Working with Oracle, billionaire Elon Musk’s xAI intends to create a supercomputer to run the upcoming iteration of his “Grok” artificial intelligence (AI) huge language model.
Based on a presentation made to xAI stakeholders, The Information claims that the project has been presented as a “Gigafactory of Compute” for training and building the next generation of the Grok AI system of the corporation.
Musk earlier intended to raise $4 billion at a valuation of $15 billion for the company, with follow-on commentary stating that the money will be utilized to increase its GPU count from roughly 10,000 to 100,000.

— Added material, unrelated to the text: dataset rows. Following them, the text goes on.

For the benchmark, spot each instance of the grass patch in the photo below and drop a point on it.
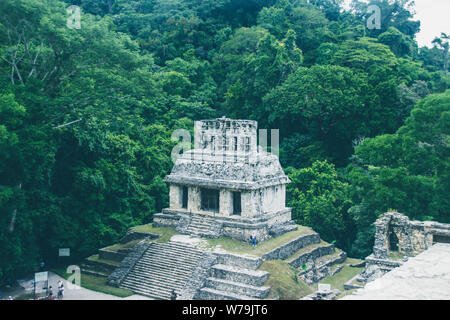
(282, 282)
(95, 258)
(96, 283)
(165, 232)
(395, 256)
(338, 280)
(237, 246)
(116, 247)
(25, 296)
(309, 248)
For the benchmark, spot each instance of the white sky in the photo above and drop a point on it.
(434, 16)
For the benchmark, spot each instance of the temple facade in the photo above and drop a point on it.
(227, 186)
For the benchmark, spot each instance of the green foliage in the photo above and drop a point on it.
(86, 116)
(319, 199)
(407, 170)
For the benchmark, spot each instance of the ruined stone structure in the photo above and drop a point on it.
(396, 234)
(226, 186)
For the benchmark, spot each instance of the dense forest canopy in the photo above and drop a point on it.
(86, 115)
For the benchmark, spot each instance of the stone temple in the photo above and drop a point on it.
(227, 186)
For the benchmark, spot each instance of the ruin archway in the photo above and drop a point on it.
(393, 242)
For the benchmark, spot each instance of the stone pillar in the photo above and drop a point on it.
(225, 203)
(250, 203)
(194, 199)
(174, 195)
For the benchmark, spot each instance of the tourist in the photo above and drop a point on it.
(253, 238)
(61, 291)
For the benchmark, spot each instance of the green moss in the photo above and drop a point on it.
(96, 283)
(241, 247)
(95, 258)
(338, 280)
(116, 247)
(282, 281)
(395, 256)
(165, 232)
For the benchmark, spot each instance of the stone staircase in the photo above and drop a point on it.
(313, 259)
(200, 226)
(162, 268)
(235, 277)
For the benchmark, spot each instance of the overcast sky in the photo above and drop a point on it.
(434, 16)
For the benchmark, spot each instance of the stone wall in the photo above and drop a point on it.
(127, 264)
(312, 254)
(132, 235)
(413, 236)
(240, 261)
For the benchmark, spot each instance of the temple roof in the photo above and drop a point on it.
(226, 156)
(227, 171)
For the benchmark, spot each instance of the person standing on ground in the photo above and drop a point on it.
(59, 289)
(253, 237)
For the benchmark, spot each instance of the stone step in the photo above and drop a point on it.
(162, 268)
(170, 258)
(237, 288)
(154, 285)
(156, 272)
(331, 259)
(288, 249)
(212, 294)
(165, 264)
(314, 253)
(240, 261)
(150, 292)
(246, 276)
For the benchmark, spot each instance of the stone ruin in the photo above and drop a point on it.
(396, 234)
(227, 186)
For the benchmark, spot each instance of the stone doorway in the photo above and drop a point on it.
(393, 242)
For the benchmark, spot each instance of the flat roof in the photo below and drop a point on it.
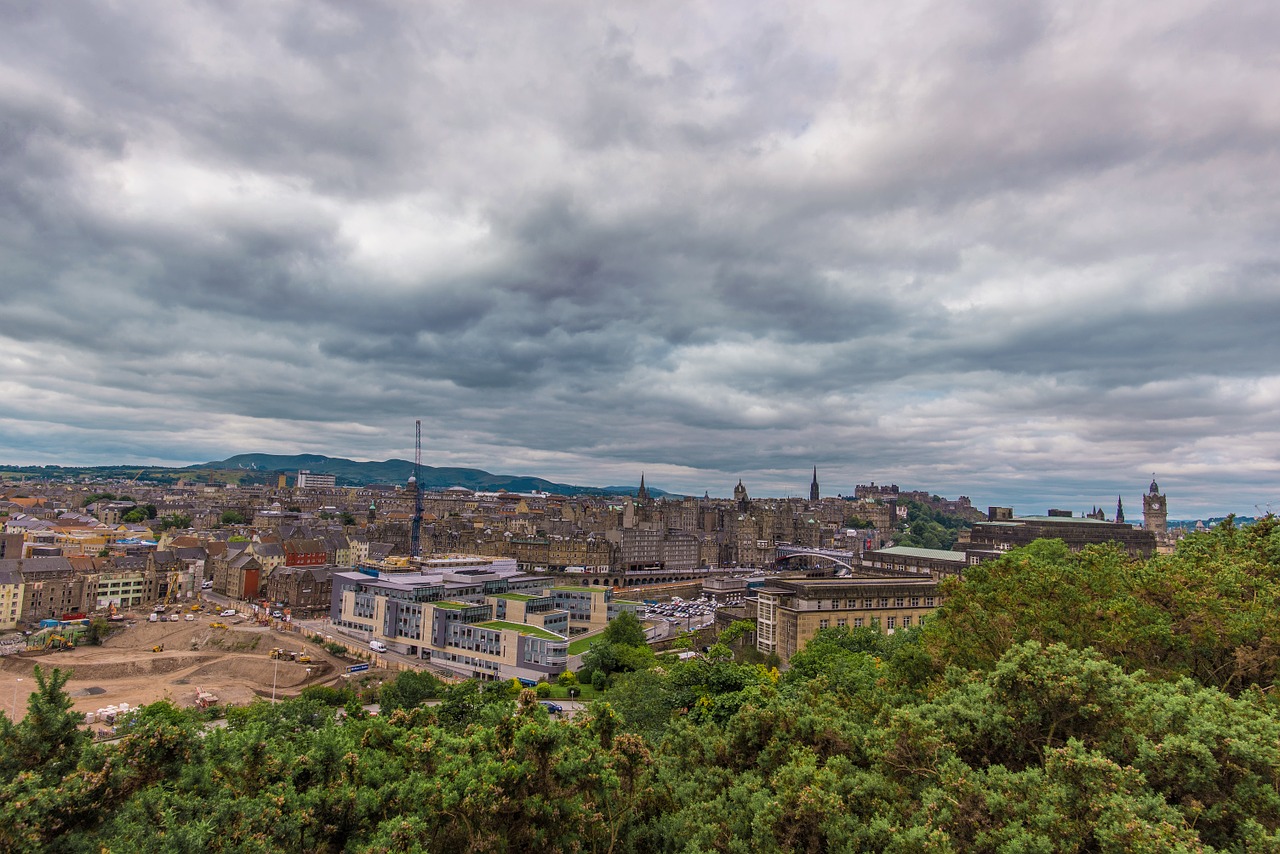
(534, 631)
(931, 553)
(1060, 520)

Shortly later, it was said that Musk increased the target to reach $6 billion at a valuation of $18 billion because of strong investor interest.
Related: OpenAI Unveils ChatGPT’s Human-like Upgrade: GPT-4o Model
Should the information in The Information be accurate and xAI plans to create a supercomputer, the funds will most likely be used to transform the 100,000 GPU cluster into a unified supercomputer architecture, sometimes referred to as a “Gigafactory of Compute,” in reference to some Tesla factories labeled “Gigafactory.”
These actions coincide with Musk’s starting to raise expectations about the company’s capacity and advancement towards its eventual aim of producing artificial intelligence capable of surpassing human cognitive ability.
Talking with attendees of the VivaTech 2024 conference in Paris, Musk said he thought xAI would catch up with industry leaders OpenAI and DeepMind Google by the end of 2024. He continued by saying he thought that by the end of 2025, an artificial intelligence system would be able to perform everything better than humans.
Musk, the richest person in the world, claims that this kind of technology might replace all human jobs, therefore making us wonder about our goals. “If the computer and robots can do everything better than you,” he asked, “does your life have meaning?”
Musk did agree that, maybe, our future contribution will be to “give artificial intelligence meaning.”